# George the Sketchy Fish



## mintyfreshmangos (May 14, 2012)

Hi! I'm new here. First time betta fish owner...and had one for like 2 days now. Yaayy.

So for a grad present, my little brother asked me what my favorite color is. I told him yellow.
When I got home I saw George siting on my desk. George is not yellow. My brother told me that all the yellow ones in the shop looked sick so he chose the healthiest looking one instead. In the shop, George was so spirited that the moved the container that he was in. So my brother took that as a sign and bought him.

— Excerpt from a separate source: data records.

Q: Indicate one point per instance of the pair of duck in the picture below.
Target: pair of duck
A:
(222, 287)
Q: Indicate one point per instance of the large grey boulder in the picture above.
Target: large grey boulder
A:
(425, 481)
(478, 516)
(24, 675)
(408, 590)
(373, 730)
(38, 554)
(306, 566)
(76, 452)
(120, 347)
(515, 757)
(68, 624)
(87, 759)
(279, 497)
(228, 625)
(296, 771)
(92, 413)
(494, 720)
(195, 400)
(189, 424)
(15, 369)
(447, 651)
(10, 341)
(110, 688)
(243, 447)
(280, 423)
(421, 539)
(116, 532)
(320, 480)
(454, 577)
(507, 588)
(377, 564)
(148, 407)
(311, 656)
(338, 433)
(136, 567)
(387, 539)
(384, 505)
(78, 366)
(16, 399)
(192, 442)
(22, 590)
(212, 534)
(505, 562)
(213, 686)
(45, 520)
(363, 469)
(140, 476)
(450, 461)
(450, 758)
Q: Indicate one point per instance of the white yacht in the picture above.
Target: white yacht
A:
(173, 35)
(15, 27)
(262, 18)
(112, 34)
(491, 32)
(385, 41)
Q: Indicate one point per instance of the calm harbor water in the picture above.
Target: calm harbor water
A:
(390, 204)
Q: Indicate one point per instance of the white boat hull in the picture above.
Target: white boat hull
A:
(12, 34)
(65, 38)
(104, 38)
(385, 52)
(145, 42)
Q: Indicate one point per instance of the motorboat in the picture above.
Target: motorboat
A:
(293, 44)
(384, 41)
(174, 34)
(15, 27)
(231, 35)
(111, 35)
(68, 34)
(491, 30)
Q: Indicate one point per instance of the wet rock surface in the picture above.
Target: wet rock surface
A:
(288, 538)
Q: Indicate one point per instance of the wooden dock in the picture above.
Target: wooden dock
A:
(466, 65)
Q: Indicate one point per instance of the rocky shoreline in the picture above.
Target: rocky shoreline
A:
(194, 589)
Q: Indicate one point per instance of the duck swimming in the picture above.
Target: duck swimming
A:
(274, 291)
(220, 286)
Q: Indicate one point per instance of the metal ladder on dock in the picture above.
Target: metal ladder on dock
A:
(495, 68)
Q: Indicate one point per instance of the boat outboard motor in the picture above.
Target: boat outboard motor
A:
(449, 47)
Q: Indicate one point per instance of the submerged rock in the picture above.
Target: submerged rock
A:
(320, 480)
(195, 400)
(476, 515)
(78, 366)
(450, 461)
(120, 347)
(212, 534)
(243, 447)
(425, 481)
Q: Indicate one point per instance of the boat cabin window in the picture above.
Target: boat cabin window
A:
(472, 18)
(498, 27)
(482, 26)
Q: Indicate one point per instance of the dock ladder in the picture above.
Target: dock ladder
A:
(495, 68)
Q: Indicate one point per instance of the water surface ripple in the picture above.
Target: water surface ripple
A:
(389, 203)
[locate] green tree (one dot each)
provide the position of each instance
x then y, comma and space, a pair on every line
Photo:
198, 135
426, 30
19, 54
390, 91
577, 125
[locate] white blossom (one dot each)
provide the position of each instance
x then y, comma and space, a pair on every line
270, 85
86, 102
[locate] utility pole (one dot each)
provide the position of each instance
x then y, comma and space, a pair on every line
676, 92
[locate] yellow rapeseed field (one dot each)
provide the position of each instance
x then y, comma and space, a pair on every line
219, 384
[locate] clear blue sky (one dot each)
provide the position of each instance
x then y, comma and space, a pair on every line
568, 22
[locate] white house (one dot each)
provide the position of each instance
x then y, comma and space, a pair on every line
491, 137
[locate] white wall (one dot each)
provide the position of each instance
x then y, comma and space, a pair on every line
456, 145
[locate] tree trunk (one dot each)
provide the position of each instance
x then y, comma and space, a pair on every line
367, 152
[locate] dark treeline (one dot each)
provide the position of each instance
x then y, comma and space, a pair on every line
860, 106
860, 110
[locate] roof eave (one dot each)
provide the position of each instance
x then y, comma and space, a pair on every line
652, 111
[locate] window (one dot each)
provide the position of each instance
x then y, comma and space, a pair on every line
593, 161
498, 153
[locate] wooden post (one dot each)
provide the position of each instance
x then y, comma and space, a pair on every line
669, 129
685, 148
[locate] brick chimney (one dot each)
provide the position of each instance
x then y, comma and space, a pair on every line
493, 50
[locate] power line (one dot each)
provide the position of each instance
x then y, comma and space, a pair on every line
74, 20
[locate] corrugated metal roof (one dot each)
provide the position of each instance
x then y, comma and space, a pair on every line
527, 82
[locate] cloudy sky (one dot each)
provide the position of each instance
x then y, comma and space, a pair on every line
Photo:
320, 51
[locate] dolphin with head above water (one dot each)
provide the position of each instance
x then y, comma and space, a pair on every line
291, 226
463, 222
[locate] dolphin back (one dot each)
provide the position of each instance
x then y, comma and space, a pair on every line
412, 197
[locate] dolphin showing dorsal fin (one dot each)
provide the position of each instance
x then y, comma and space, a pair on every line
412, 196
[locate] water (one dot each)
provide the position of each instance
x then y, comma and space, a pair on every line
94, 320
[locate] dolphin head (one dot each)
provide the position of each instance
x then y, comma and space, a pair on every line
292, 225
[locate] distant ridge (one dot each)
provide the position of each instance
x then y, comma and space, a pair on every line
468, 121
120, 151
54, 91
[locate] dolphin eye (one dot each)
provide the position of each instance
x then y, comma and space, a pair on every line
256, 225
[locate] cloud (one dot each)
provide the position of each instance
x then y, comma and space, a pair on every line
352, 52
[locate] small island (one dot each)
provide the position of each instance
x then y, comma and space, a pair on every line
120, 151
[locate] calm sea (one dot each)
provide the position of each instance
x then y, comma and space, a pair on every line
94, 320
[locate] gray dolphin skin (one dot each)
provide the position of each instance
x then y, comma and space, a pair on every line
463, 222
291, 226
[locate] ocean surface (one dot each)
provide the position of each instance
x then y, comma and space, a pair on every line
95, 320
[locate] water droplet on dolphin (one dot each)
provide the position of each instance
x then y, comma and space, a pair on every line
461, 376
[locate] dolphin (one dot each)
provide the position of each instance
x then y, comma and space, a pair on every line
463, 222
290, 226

I do this sketch-a-day project which is what it sounds like. George sits on my desk, right next to me as I draw. I was worried that he may be unhappy in his small tank, but just a few hours ago, I noticed that he made two little bubble nests, one of each side of the tank.That made me so deliriously happy that I drew this for it.










I have no clue what kind of betta he is. ^^; Human version of him and then actually him.  I have a feeling I will be drawing a lot of fish this week. He looks a bit koi-ish. (He is currently spending more time admiring his bubble nest than I am. )

Any comment would be appreciated! That story was long winded.


----------



## lvandert (Feb 23, 2012)

OMG!! amazing!!!


----------



## mintyfreshmangos (May 14, 2012)

lvandert said:


> OMG!! amazing!!!


Awww! Thank you so much! <3 I may print it out and use it as a tank cover for George. Right now, it's just a piece of paper.


----------



## lvandert (Feb 23, 2012)

That'd be awesome!!! You are seriously talented!!


----------



## Jessicatm137 (Mar 22, 2012)

You *are* seriously talented!!! Amazing!


----------



## betta lover1507 (Aug 6, 2011)

wow that is awesome


----------